Helping others beat the drugs scourge
Former addict nearly lost everything to heroin, but now works as a psychological counselor
Gu Ying's biggest regret in life is wasting 20 of her best years submerged in a whirlpool of heroin abuse.
The 45-year-old lost her freedom, happiness and wealth as she burdened her relatives and friends with her addiction.
But after many missteps, she finally got clean and became a psychological counselor at the Shanghai Sunshine Drug Relapse Prevention Medical Center, a private nonprofit organization that helps drug addicts and their families.
A stage play adapted from her story, in which she played the leading role, was performed during a National Narcotics Control Commission conference in Shanghai last month, and Gu said her dream is to turn it into a movie.
"I hope none of the younger generation experience what I experienced. It was complete hell. Don't ever challenge the weakness of human nature and don't be silly to believe that you can conquer what others cannot," said Gu, a Shanghai native.
Her story is made all the more impressive as, according to the commission's statistics, more than 85 percent of those who abandon a drug habit after two years of compulsory rehabilitation relapse within a year.
Gu, a part-time model from age 15, first experienced drugs when she was 19 and her boyfriend offered her some white powder that he said could help relieve insomnia and stomachache.
"There was little publicity about narcotics back then in China and none of us knew what they were. We used the powder everywhere, even in front of parents and police officers," she said.
Gradually Gu realized something was wrong. She had sold a 100-square-meter apartment and all her jewelry to feed her drug habit, while her boyfriend had spent more than 2 million yuan ($295,000) on narcotics, she estimates.
Things came to a head following a fight with her boyfriend.
"He sold my favorite mink coat, which was worth more than 40,000 yuan back then, to buy more drugs," she said.
"Drugs are so horrible. They changed the man I loved and made me penniless. I left him, and booked myself into a rehabilitation clinic."
Recovery was not easy. Over the following three years, Gu spent 15,000 yuan - almost two years' salary for an average resident of Shanghai at that time - on several 10-day rehabilitation courses. But each time, she was using again as soon as she was out.

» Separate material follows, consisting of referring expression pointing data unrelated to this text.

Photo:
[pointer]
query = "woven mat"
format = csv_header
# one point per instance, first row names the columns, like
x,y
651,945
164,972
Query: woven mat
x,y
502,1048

"I became a model because I wanted to be wealthy and let my mother live like a queen, but I became a burden on my parents," Gu said.
In desperation, she attempted to take her own life three times. The third attempt saw her inject what should have been an overdose of heroin in a house she had rented that none of her family knew about, to prevent them coming to her aid.

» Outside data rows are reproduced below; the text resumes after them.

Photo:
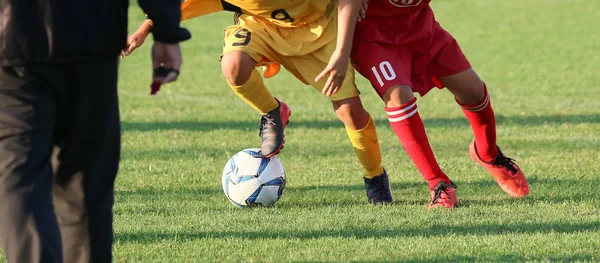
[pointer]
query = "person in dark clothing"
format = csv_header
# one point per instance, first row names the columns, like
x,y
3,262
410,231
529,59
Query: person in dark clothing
x,y
59,121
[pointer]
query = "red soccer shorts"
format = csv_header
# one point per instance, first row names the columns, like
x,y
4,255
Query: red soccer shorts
x,y
412,50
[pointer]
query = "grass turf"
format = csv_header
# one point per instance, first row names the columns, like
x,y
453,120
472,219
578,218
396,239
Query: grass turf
x,y
540,61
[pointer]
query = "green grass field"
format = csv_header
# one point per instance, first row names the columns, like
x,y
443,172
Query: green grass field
x,y
541,62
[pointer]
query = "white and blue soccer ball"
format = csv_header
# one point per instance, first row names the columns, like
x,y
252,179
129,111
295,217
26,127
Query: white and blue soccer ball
x,y
250,179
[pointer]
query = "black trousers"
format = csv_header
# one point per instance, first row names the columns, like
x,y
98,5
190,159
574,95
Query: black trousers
x,y
59,156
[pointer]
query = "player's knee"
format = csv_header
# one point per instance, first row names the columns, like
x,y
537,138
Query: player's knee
x,y
237,67
398,95
351,112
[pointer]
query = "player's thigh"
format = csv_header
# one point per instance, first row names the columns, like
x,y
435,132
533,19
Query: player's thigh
x,y
384,66
307,67
466,86
452,68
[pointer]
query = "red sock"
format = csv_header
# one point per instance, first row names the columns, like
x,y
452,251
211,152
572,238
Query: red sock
x,y
407,124
483,123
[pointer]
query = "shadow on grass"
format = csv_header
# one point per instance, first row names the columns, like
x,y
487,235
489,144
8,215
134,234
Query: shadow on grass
x,y
334,123
438,230
405,193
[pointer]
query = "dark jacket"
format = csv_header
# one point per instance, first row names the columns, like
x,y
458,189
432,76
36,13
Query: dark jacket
x,y
49,31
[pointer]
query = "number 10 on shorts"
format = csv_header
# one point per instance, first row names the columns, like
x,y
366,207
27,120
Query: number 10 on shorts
x,y
385,69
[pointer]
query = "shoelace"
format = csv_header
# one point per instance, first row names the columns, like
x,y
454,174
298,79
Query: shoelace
x,y
507,162
438,194
264,121
379,188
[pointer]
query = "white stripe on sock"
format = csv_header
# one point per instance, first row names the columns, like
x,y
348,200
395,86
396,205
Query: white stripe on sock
x,y
400,111
404,117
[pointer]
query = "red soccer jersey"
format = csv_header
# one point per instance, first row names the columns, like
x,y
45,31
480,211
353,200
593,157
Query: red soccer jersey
x,y
379,8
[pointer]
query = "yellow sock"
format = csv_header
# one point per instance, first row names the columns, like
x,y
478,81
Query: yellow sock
x,y
255,93
366,146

But after two days, she woke up. "Even today I still don't know how I survived," she said.
Imbued with a new respect for the sanctity of life, Gu checked herself into a compulsory rehabilitation center, where she stayed for a year and a half.
"The staff there just gave me a little chair to sit on and I was trembling all over. I never imagined I could make it," she said.

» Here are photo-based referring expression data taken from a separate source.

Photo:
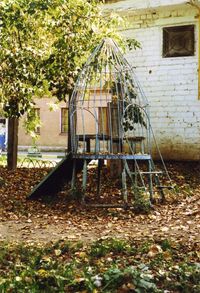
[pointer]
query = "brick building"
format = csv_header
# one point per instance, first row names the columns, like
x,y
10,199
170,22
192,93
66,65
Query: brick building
x,y
167,68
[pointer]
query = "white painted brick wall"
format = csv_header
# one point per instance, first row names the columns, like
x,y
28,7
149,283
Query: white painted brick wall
x,y
170,84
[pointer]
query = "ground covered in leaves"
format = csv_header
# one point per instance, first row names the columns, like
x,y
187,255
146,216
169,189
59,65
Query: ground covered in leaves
x,y
117,251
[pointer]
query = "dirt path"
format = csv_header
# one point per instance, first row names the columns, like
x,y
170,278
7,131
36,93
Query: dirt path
x,y
34,221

But make it she did, and now Gu is on call around the clock to help other addicts. She participates in sessions at high schools and rehabilitation centers regularly, to warn young people about the dangers of drugs and persuade current users to turn their lives around.
"For me, drugs are like an ex-lover who broke up with me peacefully and has traveled far away. And I don't resent my ex-boyfriend either. I hope he's living well like me," she said.